The fake numbers are part of the planes’ disguises. Special Projects Patrol Squadron Two, which operates the mysterious P-8s, takes pains to blend in with regular forces. To most people, the Florida-based unit’s aircraft look like the roughly 100 normal P-8s that fly with the U.S. fleet’s regular patrol squadrons.

Look closer. These twin-jet P-8s are special. The unusual antennae apparently are part of elaborate radio-eavesdropping gear that, combined with other systems, allow the VPU-2 P-8s to pinpoint enemy forces and record their communications.

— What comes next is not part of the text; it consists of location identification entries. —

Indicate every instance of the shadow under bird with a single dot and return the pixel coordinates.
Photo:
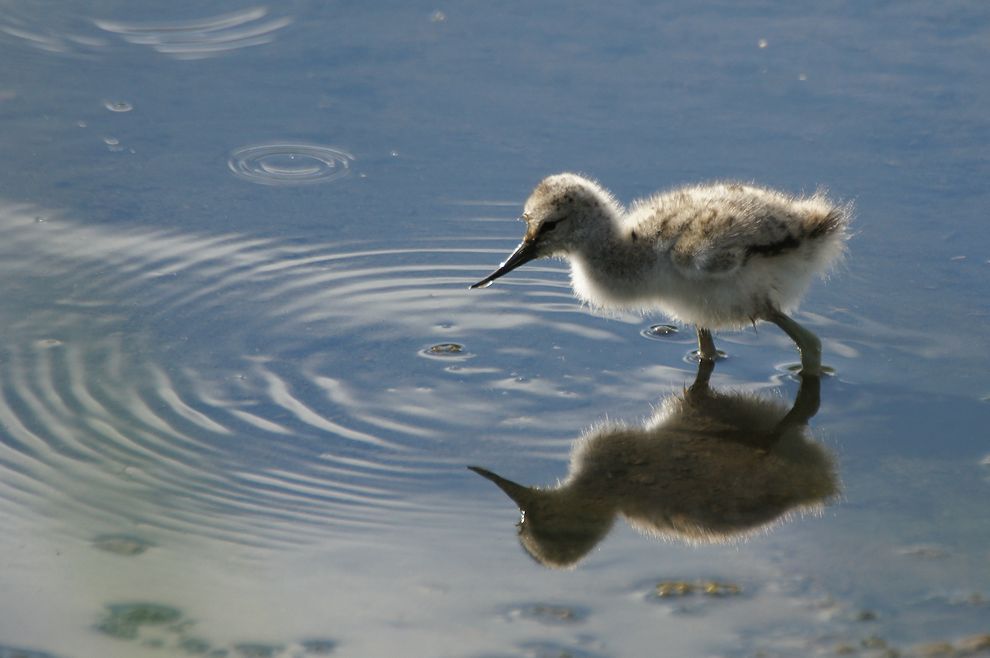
(708, 467)
(719, 255)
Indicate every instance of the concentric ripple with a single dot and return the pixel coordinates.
(202, 37)
(254, 390)
(290, 164)
(53, 27)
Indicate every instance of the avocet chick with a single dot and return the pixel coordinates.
(718, 255)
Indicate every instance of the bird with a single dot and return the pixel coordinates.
(720, 255)
(708, 467)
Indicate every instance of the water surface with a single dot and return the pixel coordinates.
(241, 375)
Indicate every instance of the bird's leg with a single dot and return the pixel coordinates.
(706, 346)
(699, 388)
(807, 342)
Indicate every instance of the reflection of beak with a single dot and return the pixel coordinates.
(525, 252)
(519, 494)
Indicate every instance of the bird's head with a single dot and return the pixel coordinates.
(564, 212)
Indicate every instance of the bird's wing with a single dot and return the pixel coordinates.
(719, 254)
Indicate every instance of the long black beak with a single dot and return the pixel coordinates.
(525, 252)
(522, 496)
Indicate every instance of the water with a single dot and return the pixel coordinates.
(241, 375)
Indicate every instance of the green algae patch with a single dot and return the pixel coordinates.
(124, 620)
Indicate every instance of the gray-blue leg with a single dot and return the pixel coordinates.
(807, 342)
(706, 345)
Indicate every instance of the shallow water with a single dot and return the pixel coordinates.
(241, 376)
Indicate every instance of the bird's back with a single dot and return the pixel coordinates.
(716, 228)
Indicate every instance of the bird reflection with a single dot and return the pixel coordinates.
(709, 466)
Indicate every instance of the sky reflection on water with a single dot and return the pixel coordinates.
(218, 399)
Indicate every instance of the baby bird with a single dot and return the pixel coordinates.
(718, 255)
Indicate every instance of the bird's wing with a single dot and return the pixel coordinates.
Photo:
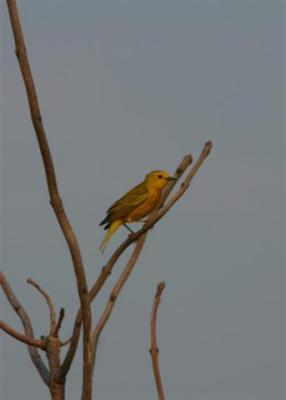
(127, 203)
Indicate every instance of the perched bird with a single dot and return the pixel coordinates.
(135, 204)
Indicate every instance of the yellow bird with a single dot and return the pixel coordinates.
(135, 204)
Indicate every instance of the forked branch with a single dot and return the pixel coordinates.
(53, 314)
(29, 334)
(55, 199)
(107, 269)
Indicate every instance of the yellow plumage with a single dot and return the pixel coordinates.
(135, 204)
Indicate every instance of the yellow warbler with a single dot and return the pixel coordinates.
(135, 204)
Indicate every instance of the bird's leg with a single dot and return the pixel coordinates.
(130, 230)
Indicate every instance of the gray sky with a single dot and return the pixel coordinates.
(124, 88)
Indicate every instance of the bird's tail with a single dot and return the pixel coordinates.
(112, 229)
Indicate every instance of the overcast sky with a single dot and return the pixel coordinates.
(124, 88)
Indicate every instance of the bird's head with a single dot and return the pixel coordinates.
(158, 179)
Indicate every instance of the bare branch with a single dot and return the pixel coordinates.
(53, 314)
(22, 338)
(151, 221)
(106, 270)
(114, 295)
(55, 199)
(154, 350)
(19, 309)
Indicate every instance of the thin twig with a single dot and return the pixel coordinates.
(114, 295)
(151, 221)
(107, 269)
(22, 338)
(154, 350)
(55, 199)
(24, 317)
(53, 314)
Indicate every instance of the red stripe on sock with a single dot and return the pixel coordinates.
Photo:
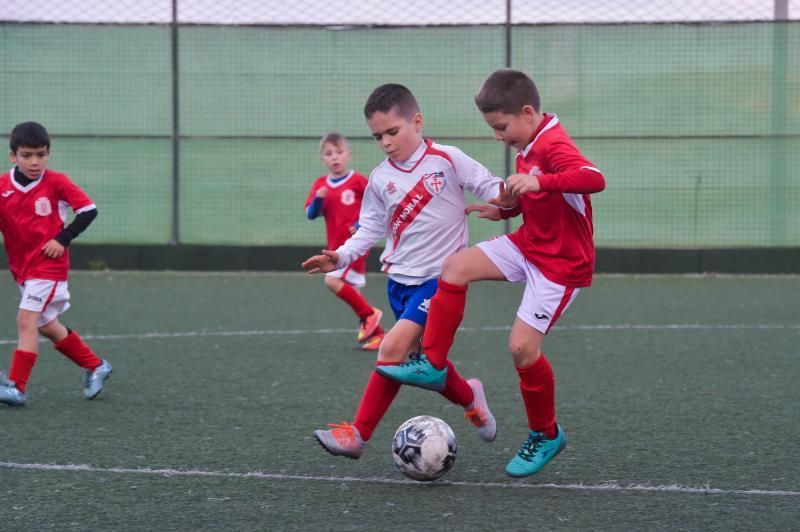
(21, 366)
(375, 401)
(444, 316)
(538, 386)
(357, 302)
(74, 348)
(456, 389)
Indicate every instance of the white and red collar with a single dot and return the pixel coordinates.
(339, 182)
(553, 121)
(410, 163)
(30, 186)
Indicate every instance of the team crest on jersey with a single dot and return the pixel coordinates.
(348, 197)
(43, 207)
(434, 182)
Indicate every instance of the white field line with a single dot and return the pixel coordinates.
(289, 332)
(606, 486)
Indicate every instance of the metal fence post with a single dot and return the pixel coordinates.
(176, 140)
(507, 221)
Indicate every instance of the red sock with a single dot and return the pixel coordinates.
(376, 400)
(444, 316)
(538, 387)
(74, 348)
(456, 389)
(353, 297)
(21, 365)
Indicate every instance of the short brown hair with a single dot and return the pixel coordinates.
(388, 96)
(333, 138)
(507, 91)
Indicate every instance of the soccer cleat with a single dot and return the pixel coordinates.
(416, 372)
(369, 325)
(343, 439)
(10, 395)
(372, 344)
(93, 380)
(480, 415)
(535, 453)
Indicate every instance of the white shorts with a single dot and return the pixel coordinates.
(543, 301)
(51, 298)
(348, 274)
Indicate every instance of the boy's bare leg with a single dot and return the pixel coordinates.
(24, 357)
(54, 331)
(537, 385)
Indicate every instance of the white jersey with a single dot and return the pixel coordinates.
(419, 207)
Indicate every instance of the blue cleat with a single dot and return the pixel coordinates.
(10, 395)
(93, 380)
(416, 372)
(535, 453)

Dutch aviation magazine Scramble was the first to report the VPU-2 sightings.

Jacksonville-based VPU-2 was born in tragedy. On April 14, 1969, a Navy EC-121M communications-intelligence plane flew from Japan to a position over the Sea of Japan between North Korea and the Soviet Union.

The four-engine EC-121, belonging to Fleet Air Reconnaissance Squadron One, flew a racetrack pattern in international air space. The 31-person crew included linguists and cryptologists whose job it was to listen in on radio traffic between North Korea and the USSR.

EC-121s had flow hundreds of similar sorties without incident, so the Navy wasn’t particularly worried. For reasons historians never have sussed out, on that day the North Koreans sortied MiG-21s to intercept the EC-121. The fighters shot down the lumbering spy plane, killing everyone on board.

The shoot-down sparked a major crisis and compelled the Navy to reorganize its aerial COMINT operations. The fleet established new, secretive detachments flying COMINT planes wearing the disguises of normal patrol aircraft. Navy planners hoped the incognito spy planes would attract less attention than the EC-121 did.

In 1982 the Navy consolidated the special COMINT detachments into two VPU squadrons together operating around eight aircraft. VPU-1 disbanded in 2012, leaving VPU-2 as the fleet’s sole special-projects squadron.

Where the Navy’s regular patrol and intelligence squadrons report to regional and fleet commanders, VPU-2 reportedly works for national intelligence entities such as the U.S. National Security Agency.

VPU-2 for decades flew propeller-driven P-3s. The P-3s were distinguishable from regular P-3s by their unique antennae arrangements and various bulges and windows on their fuselages that weren’t evident on non-COMINT planes.

The antennae apparently were associated with at least two main COMINT systems: The AN/ALR-52 multi-band instantaneous frequency measurement receiver helps its operators to characterize the carrier waves that support radio signals, while the ALR-60 lets the operators tap into the radio signals themselves.

Other antennae connect to the COMINT plane’s own communications systems, including high-frequency and satellite radios. Generally speaking, the antennae on the bottom of a COMINT plane are for spying on the enemy. The antennae on top of the plane are for relaying data to national authorities.

Plane-spotters kept track of the VPU P-3s by looking for their unique antennae and the ever-shifting bureau numbers on their fuselages and tails. Veterans of the special-projects units have recalled the laborious process of frequently repainting their planes.

The Navy began retiring its weary P-3s in the early 2000s. The VPU P-3s were some of the last to go. With almost no fanfare, the fleet began modifying P-8s to carry COMINT equipment. One of the VPU P-8s kept its transponder on as it flew over Fort Campbell, Kentucky, in January—apparently while training with Special Operations Forces on the ground.

It’s not clear how many P-8s VPU-2 eventually will possess. Probably more than four and fewer than 10. It appears the Navy borrowed one VPU bureau number from an unfinished P-8 fuselage that fell off a train during shipping and fell into the Clark Fork River in Montana in 2014.

For all their secrecy, it’s not hard to guess where the VPU P-8s will be spending much of their time. VPU-2 was born in the dangerous air space of the Western Pacific. The squadron undoubtedly still flies those deadly skies.